UAE cracks down on funding banned weapons, awaits decision on dirty money list

The United Arab Emirates said it was assessing the risk of funds intended for banned weapons passing through its mall and would take steps to prevent this, pending a decision in March on whether s will be added to a dirty money watch list.

The UAE and the Financial Action Task Force (FATF), a global financial crime watchdog group, will meet in Paris in late February to assess a progress report submitted by the UAE at the end of the last year. The watchdog will update its list of high-risk jurisdictions and other supervised jurisdictions in March. A 2020 FATF report said the UAE needed “fundamental and major improvements” to avoid landing on its “grey list” of countries under heightened scrutiny.

Countries on the list risk damaging their reputations, having difficulty accessing global finance and increasing transaction costs.
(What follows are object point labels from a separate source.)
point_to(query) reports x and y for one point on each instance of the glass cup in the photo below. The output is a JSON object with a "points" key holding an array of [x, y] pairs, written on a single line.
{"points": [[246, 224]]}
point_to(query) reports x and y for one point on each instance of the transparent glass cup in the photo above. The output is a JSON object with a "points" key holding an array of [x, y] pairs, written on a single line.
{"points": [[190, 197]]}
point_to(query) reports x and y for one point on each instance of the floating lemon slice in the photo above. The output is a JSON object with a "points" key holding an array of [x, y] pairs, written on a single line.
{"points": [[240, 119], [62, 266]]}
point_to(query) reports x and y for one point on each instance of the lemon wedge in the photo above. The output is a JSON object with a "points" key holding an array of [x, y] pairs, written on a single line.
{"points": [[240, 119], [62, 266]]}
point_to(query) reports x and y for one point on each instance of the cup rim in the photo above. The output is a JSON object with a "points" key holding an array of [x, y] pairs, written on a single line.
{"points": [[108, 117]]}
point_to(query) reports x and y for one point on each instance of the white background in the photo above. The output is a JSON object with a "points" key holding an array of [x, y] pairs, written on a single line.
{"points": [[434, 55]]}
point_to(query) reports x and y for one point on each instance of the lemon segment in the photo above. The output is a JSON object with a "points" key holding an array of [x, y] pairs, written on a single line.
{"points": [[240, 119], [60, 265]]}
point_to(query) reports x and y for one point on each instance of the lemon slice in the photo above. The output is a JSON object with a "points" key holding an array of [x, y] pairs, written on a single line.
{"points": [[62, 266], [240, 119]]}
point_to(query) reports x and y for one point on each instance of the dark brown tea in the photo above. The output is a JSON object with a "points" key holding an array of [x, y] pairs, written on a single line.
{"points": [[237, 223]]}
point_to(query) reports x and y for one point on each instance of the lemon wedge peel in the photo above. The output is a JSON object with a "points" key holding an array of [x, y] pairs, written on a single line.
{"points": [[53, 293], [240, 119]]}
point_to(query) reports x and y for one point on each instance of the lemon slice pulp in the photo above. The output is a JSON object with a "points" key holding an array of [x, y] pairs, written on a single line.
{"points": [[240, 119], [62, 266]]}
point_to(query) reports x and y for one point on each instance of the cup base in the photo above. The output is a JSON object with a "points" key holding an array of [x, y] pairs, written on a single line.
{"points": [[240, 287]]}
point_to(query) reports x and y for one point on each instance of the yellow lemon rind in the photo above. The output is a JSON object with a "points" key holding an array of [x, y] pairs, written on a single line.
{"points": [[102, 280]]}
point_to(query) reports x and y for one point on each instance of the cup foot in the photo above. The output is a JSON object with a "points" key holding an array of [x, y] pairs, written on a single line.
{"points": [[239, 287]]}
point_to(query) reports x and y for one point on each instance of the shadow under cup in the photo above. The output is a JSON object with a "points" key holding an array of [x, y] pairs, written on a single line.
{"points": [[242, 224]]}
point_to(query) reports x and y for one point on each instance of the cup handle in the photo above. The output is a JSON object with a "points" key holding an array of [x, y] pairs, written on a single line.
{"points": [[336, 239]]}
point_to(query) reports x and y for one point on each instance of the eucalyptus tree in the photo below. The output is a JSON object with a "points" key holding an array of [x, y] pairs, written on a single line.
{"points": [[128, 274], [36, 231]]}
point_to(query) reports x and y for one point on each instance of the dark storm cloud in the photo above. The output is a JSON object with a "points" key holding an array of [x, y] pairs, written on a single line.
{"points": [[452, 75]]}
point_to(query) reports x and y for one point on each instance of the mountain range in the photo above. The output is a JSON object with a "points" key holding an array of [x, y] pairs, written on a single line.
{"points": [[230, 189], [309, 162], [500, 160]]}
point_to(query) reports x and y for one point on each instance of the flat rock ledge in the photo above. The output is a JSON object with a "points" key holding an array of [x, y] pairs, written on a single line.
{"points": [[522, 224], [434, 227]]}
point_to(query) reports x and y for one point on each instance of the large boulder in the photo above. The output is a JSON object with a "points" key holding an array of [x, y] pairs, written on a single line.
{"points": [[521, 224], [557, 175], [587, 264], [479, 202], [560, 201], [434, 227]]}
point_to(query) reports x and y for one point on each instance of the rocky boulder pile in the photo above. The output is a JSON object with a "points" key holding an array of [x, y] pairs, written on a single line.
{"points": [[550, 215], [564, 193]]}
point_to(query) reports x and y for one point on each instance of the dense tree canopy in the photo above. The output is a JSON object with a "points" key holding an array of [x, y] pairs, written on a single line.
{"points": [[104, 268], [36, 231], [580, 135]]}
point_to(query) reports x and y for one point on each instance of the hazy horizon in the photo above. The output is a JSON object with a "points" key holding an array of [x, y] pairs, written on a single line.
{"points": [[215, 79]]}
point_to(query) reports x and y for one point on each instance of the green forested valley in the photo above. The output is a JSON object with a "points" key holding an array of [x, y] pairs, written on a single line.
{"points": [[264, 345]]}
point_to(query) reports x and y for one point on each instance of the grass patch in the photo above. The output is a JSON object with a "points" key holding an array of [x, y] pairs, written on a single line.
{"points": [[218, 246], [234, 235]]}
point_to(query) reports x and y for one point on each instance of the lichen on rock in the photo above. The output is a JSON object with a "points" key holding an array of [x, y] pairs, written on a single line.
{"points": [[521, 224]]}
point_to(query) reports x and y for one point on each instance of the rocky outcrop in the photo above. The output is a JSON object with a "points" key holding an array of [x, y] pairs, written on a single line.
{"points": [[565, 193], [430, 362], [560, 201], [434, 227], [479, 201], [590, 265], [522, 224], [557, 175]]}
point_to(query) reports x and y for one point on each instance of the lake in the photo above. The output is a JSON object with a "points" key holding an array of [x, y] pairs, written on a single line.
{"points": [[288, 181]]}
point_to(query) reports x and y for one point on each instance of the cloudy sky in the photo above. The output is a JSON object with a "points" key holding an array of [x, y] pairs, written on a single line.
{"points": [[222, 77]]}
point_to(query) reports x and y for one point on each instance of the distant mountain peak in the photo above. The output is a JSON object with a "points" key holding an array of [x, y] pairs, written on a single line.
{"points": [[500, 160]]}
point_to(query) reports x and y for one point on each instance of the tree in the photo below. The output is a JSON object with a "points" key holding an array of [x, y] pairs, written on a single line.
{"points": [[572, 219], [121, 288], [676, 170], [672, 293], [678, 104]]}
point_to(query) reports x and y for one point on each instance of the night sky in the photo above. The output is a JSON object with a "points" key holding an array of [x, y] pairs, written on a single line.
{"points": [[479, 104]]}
The UAE’s Executive Office for Combating Money Laundering and Terrorist Financing, established last February, said the financing risk assessment launched in recent weeks would help the public and private sectors implement new requirements.

“The risk assessment will cover how financial resources may be used to develop nuclear, chemical and biological weapons, including the means, technologies and dual-use goods used for their delivery,” the statement said. the official WAM news agency. “It will also highlight private sector obligations under UAE law,” he said.

The assessment is expected to be completed by the end of 2022. The United Arab Emirates, the financial capital of the Middle East and a major gold trading hub, has tightened regulations in recent years to overcome the perception that it is a hot spot for illicit money.

Executive Board has already taken steps to raise bullion trading standards -2021-11-08 and increase ultimate owner transparency -06-30. The United Arab Emirates passed an anti-money laundering and terrorist financing law in 2018 and said strengthening its regulatory framework was a national priority.

The Ministry of Foreign Affairs said that since company registries – for special economic zones and land zones – became subject to stricter regulation since 2020, registrars have issued 65,500 warnings and 585 million dirhams (159 $.29 million) in fines, and suspended approximately 9,000 business licenses. ($1 = 3.6726 UAE dirhams)

(This story has not been edited by the Devdiscourse team and is auto-generated from a syndicated feed.)